The oyster is such an essential part of New York City dining the city is unimaginable without it. Oyster pan roasts, oysters rockefeller, Blue Points on the half-shell....where would we as a people be without oysters? Go out and eat some today!
What can you say? It never changes, it never falters, and it's always jammed. If it wasn't such a slavish tribute to Paris brasseries, you could even call it the ultimate New York restaurant. Certainly, it's a hell of a lot better than the places in Paris that it emulates.
One of the all-time New York classic late-night hangouts, Blue Ribbon is justly famous for its cocktails, oysters, and sushi -- and not for its overrated fried chicken.
Aquagrill is a very fine but underrated seafood restaurant -- which is odd because it's been so good for so long, and has a great SoHo location.
While most famous for its wonderful lobster roll, Pearl is primarily an oyster bar, and few places serve the things, cold and on the half shell, better.
The Oyster Bar is so iconic and timeless that it's a shame it's mostly commuters that go there. There is no larger selection of oysters in New York, or possibly the world.
For all its asian inflections and supremely elegant simplicity, the food at Le Bernardin is potent to the point of richness -- a testament to chef Eric Ripert's vision and balance. Service is impeccable and the sommelier, Aldo Sohm, the best in the country.
Contrary to popular believe, Jack's Luxury Oyster Bar is still open and still one of the best tasting menus for the money in New York City. The food, now as when it opened, is orderly, tidy, concentrated bursts of flavor, served in a jewel-like romantic space. A contemporary classic.

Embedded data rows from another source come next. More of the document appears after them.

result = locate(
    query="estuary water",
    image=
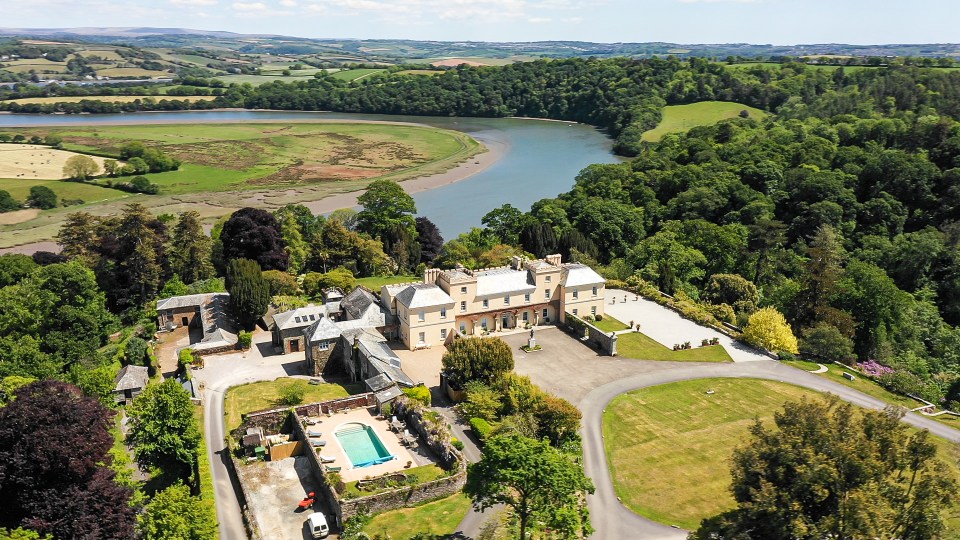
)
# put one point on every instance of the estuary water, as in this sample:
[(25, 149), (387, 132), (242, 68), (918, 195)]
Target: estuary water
[(539, 158)]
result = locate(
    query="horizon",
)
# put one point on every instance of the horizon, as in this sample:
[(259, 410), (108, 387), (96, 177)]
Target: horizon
[(694, 22)]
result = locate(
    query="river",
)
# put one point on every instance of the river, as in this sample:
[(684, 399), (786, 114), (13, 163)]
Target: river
[(540, 158)]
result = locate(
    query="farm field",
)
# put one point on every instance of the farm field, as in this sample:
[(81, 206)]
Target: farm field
[(680, 118), (34, 162), (668, 447), (105, 99), (245, 163)]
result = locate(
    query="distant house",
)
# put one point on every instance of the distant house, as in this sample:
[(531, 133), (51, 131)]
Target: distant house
[(288, 327), (129, 383)]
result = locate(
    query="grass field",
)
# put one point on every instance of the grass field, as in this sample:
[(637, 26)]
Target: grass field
[(638, 345), (106, 99), (35, 162), (668, 447), (609, 324), (264, 395), (680, 118), (439, 517)]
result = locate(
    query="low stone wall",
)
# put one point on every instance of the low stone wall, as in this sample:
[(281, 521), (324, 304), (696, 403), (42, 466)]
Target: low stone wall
[(593, 336), (253, 531)]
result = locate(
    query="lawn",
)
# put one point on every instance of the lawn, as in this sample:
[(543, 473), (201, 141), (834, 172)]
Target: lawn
[(609, 324), (439, 517), (424, 473), (264, 395), (668, 447), (638, 345), (376, 282), (680, 118)]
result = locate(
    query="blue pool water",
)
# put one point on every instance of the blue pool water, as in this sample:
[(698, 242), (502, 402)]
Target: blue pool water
[(362, 445)]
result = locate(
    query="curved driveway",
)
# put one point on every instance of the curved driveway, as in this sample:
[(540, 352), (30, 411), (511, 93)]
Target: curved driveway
[(573, 372)]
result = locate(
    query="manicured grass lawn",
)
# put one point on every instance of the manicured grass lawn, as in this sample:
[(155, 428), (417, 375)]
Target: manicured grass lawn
[(638, 345), (425, 473), (680, 118), (374, 283), (609, 324), (668, 447), (264, 395), (439, 517)]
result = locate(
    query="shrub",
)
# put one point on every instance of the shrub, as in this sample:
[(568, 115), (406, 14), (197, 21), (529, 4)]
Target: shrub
[(291, 393), (420, 394), (481, 428), (244, 339)]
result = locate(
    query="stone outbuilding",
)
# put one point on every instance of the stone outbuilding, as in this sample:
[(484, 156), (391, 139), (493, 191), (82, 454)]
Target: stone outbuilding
[(129, 383)]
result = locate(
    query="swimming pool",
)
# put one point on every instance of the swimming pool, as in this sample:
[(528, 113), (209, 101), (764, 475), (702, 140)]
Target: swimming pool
[(362, 445)]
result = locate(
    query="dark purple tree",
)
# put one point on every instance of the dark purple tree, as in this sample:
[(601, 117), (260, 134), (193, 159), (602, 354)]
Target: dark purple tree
[(430, 240), (54, 444), (254, 234)]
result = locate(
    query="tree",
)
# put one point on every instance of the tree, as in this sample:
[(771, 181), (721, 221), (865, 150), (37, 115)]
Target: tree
[(431, 242), (477, 359), (42, 197), (385, 204), (191, 258), (14, 267), (826, 342), (7, 202), (249, 291), (164, 432), (80, 168), (254, 234), (55, 476), (537, 481), (175, 515), (768, 329), (298, 250), (831, 471)]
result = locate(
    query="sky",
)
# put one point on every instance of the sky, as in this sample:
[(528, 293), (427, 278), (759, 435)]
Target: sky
[(778, 22)]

April Bloomfield seafood sibling to The Breslin next door make for a potent one-two surf-and-turf punch, but they really have very different characters. Where The Breslin is dark and romantic, the John Dory is bright and buzzy, more a place to meet for drinks and oysters than for a romantic dinner for two. In fact, all the dishes are small plates, so as to keep the tables turning and accomodate diners who just want to stop in for some swanky shellfish.